Workflow issue when bitstreams are in S3 storage

15 views

Skip to first unread message

Edmund Balnaves

unread,

Aug 21, 2024, 3:26:45 AM8/21/24

to DSpace Technical Support

We are running DSpace 7.6.2 on a well-configured AWS Linux server with 16gb memory and 8 x CPU.

In addition to the known problems with performance in the workflow component we found a block where where the bitstreams are in S3 storage and items have multiple (30-40) bitstreams. Claiming, editing and approving these items entailed delays of 10 minutes or more on each action, mostly with a resulting browser timeout. Editors were unable to progress these items. Tomcat CPU sits on 100% for this thread and multiple rest, database, SOLR and S3 interactions are evident.

We have implemented a workaround by:

* making the inbound asset store a local volume

* writing a curation task to migrate specific items to the S3 object store after archiving.

Not ideal as S3 is the target environment as the system has 1tb+ items, but at least allows the user to proceed.

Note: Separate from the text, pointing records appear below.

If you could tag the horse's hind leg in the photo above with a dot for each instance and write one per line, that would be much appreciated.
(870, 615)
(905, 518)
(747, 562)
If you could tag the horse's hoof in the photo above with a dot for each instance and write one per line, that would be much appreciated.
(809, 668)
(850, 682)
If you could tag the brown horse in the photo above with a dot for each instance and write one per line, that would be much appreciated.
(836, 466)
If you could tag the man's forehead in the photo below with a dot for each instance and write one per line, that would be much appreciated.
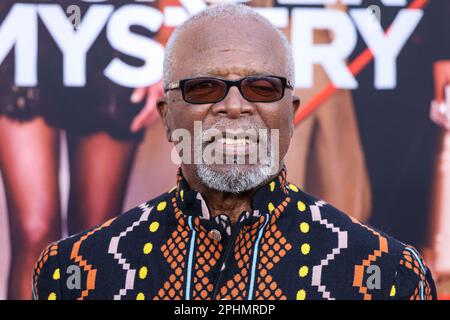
(225, 70)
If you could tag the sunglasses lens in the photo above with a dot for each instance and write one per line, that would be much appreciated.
(262, 89)
(204, 90)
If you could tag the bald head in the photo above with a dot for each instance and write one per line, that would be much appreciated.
(205, 42)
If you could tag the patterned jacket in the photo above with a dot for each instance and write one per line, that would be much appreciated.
(292, 246)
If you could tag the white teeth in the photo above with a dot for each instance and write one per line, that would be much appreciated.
(234, 142)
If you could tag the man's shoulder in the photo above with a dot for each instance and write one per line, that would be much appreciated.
(134, 222)
(358, 235)
(356, 251)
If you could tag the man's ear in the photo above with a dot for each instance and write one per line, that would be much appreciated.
(163, 110)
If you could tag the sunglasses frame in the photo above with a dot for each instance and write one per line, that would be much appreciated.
(285, 83)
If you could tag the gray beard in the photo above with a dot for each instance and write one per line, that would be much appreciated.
(234, 180)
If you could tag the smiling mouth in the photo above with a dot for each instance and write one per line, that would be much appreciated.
(234, 146)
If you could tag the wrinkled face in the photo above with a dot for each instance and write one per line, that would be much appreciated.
(230, 49)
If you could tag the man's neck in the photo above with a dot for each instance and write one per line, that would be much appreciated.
(220, 202)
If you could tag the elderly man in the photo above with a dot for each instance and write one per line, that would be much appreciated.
(233, 230)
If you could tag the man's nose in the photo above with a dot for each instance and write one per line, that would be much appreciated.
(234, 105)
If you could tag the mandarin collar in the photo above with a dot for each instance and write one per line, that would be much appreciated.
(264, 200)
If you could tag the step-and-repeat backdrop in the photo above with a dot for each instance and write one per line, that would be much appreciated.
(76, 149)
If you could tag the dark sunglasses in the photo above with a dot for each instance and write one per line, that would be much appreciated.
(205, 90)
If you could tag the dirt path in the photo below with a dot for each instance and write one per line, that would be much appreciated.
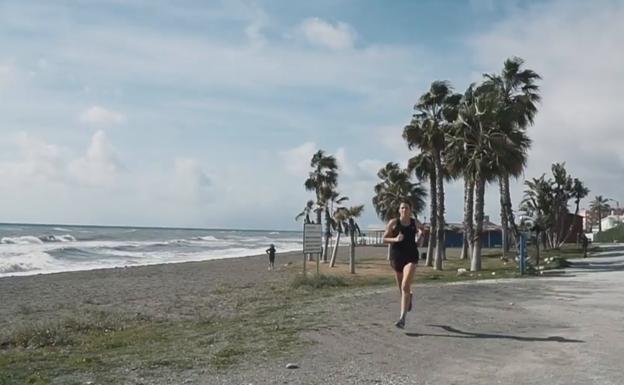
(562, 330)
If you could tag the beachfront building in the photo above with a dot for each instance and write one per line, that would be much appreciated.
(453, 235)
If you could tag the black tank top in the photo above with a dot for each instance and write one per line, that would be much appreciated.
(407, 247)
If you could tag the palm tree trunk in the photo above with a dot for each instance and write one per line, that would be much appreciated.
(537, 240)
(567, 234)
(437, 263)
(511, 219)
(432, 220)
(327, 233)
(334, 252)
(352, 247)
(475, 263)
(504, 218)
(599, 219)
(468, 208)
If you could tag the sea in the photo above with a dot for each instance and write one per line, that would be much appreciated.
(27, 249)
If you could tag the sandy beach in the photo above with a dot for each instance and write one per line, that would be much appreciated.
(159, 291)
(512, 331)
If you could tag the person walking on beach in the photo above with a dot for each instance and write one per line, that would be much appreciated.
(271, 252)
(402, 234)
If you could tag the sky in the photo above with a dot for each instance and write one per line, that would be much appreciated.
(206, 113)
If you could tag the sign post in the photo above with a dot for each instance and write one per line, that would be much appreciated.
(522, 253)
(312, 243)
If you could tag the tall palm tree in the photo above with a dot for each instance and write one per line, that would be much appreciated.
(483, 148)
(395, 187)
(518, 96)
(346, 218)
(336, 200)
(423, 167)
(323, 180)
(579, 191)
(435, 111)
(537, 204)
(305, 213)
(599, 206)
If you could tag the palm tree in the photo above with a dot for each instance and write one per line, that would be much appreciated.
(598, 206)
(346, 218)
(394, 188)
(336, 199)
(422, 166)
(537, 204)
(478, 143)
(579, 191)
(323, 180)
(517, 95)
(305, 213)
(435, 111)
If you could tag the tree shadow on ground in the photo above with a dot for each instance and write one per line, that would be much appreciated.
(463, 334)
(597, 266)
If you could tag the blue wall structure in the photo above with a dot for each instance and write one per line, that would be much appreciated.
(489, 239)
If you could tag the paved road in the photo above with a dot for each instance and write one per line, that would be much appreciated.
(567, 329)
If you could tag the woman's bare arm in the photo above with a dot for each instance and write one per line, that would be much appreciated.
(388, 237)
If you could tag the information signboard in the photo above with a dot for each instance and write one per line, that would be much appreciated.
(312, 242)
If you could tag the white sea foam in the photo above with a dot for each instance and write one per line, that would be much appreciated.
(29, 255)
(23, 240)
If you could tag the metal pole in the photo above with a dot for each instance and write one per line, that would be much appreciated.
(522, 253)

The reduced the claim/edit/approval time to "workable" range of 30-60 seconds per action - albeit still pretty poor.

We have other DSpace7 instances with S3 object store performing ok but mainly with 1 item to 1 bitstream ratio.

Has anyone else experienced this issue ? Is there configuration I am missing? IMHO the whole workflow process needs a rewrite - it only really works well when there are only a few simple items in the workflow.